1. Field of the Invention
The present invention relates to accumulators and regulators. In particular, the present invention relates to accumulators and regulators that may be implemented in pressurized fluidic conditions or where remote hydraulic control of a regulator is required.
2. Description of Related Art
This invention preferably may be used for deepwater accumulators that supply pressurized fluid to control and operate equipment disposed below fluid levels.
Accumulators are typically associated with blowout preventers (BOP) in order to temporarily cease well bore operations, gate valves in order to control fluid flow and to divert various fluids to surfaces or other subsea locations, as well as hydraulically actuated connectors and similarly associated devices. Pressurized fluid is typically an oil or water based fluid with increased lubricity and corrosion protection.
Currently accumulators come in various styles, but most share the same underlying operative principle. This principle involves pre-charging each accumulator with pressurized gas to a pressure which closely approximates the minimally anticipated operative pressure, which often approaches the ambient temperature of the environment in which the accumulator will be used. By pre-charging an accumulator fluid may be optionally added to the accumulator, increasing the pressure of the pressurized gas and the fluid. Fluid introduced into the accumulator is therefore stored at a pressure at least as high as the pre-charged pressure and is capable of doing hydraulic work.
Accumulators are often styled to operate in a bladder, piston, or float type fashion. Bladder types open employ an expandable bladder which separates gasses from fluids. Piston types use a piston which translates along an axis to separate fluids from gasses. Float types use a float to provide a partial separation of fluid from gas and closing of a valve when the float approaches the bottom.

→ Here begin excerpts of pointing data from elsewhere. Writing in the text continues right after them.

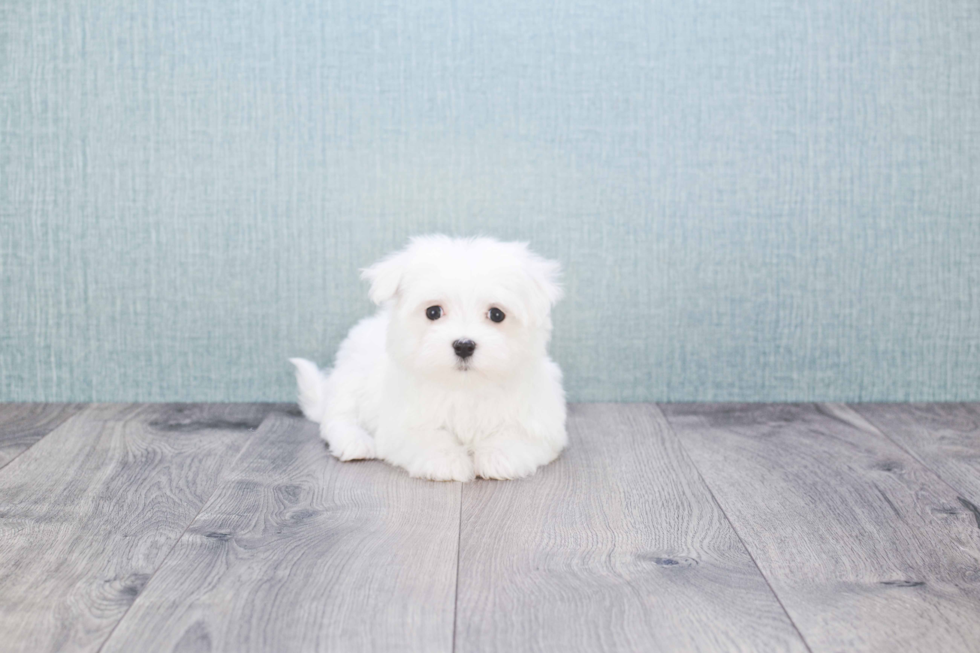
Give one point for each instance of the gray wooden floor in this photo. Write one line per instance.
(662, 528)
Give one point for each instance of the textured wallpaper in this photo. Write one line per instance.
(753, 200)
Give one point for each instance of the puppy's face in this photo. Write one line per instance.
(474, 307)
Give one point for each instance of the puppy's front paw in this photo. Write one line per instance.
(445, 465)
(359, 449)
(503, 463)
(348, 442)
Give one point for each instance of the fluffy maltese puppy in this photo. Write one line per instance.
(451, 378)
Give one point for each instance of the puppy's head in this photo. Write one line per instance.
(472, 306)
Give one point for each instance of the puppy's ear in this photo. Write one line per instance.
(544, 275)
(385, 276)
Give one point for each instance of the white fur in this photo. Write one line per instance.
(398, 391)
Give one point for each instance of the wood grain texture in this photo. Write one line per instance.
(21, 425)
(616, 546)
(88, 514)
(867, 549)
(299, 552)
(944, 437)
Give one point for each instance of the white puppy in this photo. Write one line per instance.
(451, 378)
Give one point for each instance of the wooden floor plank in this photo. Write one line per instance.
(21, 425)
(299, 552)
(867, 549)
(944, 437)
(88, 514)
(616, 546)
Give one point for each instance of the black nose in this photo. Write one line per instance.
(464, 348)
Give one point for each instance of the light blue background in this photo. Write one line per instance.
(753, 200)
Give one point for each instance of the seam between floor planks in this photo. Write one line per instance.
(103, 482)
(917, 455)
(34, 433)
(748, 550)
(173, 546)
(836, 475)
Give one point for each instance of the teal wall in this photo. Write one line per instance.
(753, 200)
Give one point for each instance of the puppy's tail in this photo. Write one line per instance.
(311, 391)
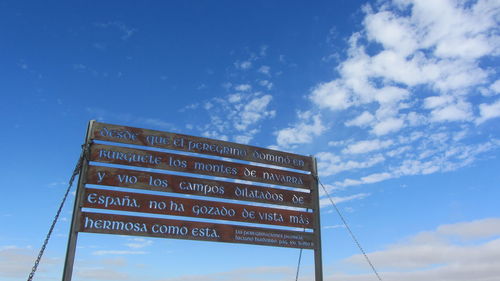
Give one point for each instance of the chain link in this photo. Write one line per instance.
(76, 171)
(349, 230)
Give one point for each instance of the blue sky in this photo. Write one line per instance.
(398, 100)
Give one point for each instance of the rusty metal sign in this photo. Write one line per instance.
(189, 164)
(165, 228)
(137, 136)
(109, 176)
(175, 206)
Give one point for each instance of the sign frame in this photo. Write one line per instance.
(309, 163)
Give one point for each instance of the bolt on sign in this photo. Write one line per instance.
(239, 183)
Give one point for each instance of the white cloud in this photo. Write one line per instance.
(265, 70)
(137, 243)
(433, 255)
(254, 111)
(362, 120)
(244, 65)
(325, 201)
(479, 229)
(387, 126)
(117, 252)
(488, 111)
(302, 132)
(495, 87)
(243, 87)
(330, 164)
(367, 146)
(436, 44)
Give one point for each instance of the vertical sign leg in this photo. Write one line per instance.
(73, 233)
(318, 261)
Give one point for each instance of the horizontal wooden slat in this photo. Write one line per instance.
(177, 229)
(137, 136)
(101, 175)
(197, 165)
(167, 205)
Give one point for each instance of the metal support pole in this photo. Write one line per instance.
(75, 222)
(318, 261)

This in turn prevents the escape of gas.
Pilot Accumulators are typically pre-charged with gas at approximately ambient pressure plus the minimum working pressure of the circuit. As accumulators are used in deeper water, the efficiency of conventional accumulators is decreased. In 1000 feet of seawater ambient pressure approximates 465 pounds per square inch. Thus, in order for an accumulator to provide a 500 psi differential at 1000 ft. depth, it is required to be pre-charged at 732.5 pounds per square inch. At about 4000 feet of depth, ambient pressure is approximates 930 pounds per square inch, requiring an initial pre-charge of 1430 pounds per square inch, when only 500 pounds per square inch is required for operations. And at 10,000 ft, these numbers are 4,650 plus 500 psi. This is problematic because cylindrical design often requires thicker walls, stronger end caps, tighter welds, and stronger materials merely to accomplish an operative working environment. When higher working pressures are employed, larger deviations in translational pressure shifts occur. This requires stronger sealing mechanisms and more accurate gauges. When pressure variants are introduced into the environment, often being cold water, even more extraneous pressure is required to get an accumulator to operational status. For example subsea accumulators are often exposed to very cold temperatures after being pre-charged which causes them to lose pressure.
As the BOP is deployed, the ambient pressure increases, thus decreasing the efficiency of the gas accumulators and can render them useless and cause the system to lose functionality. To alleviate this problem, the current approach is to fit multiple parallel accumulators into the circuit with multiple pre-charge pressures to allow added control at different depths.
The use of these multiple accumulators adds another problem, as the rates of increase and decrease vary with the volume of gas contained in the system, thus making control erratic and changing dependent on the depth. Also as deployment takes place, the isolated fluid in the system loses pressure equal to the increase of the ambient pressure, requiring frequent adjustments to the internal pressure to keep the system within the control range required to operate the functions.
Due to the properties of the gas systems, increasing the pressure is not linear and follows a parabolic arc, thus limiting control at higher pressures.
Although these systems represent great strides in the area of accumulator technology, many shortcomings remain.
Thus there exists a need for an accumulator that is capable of operating at a higher pressure and not required to be overly pre-charged with pressure, not require multiple pre-charge pressures and not require frequent pressure increases during deployment and conversely, not require frequent decreases during recovery. Without decreases during recovery, due to error or equipment failure, the internal pressure at the surface can be as high as 3,000 psi plus the ambient pressure due to water depth. At 10,000 feet this could be 7,650 psi.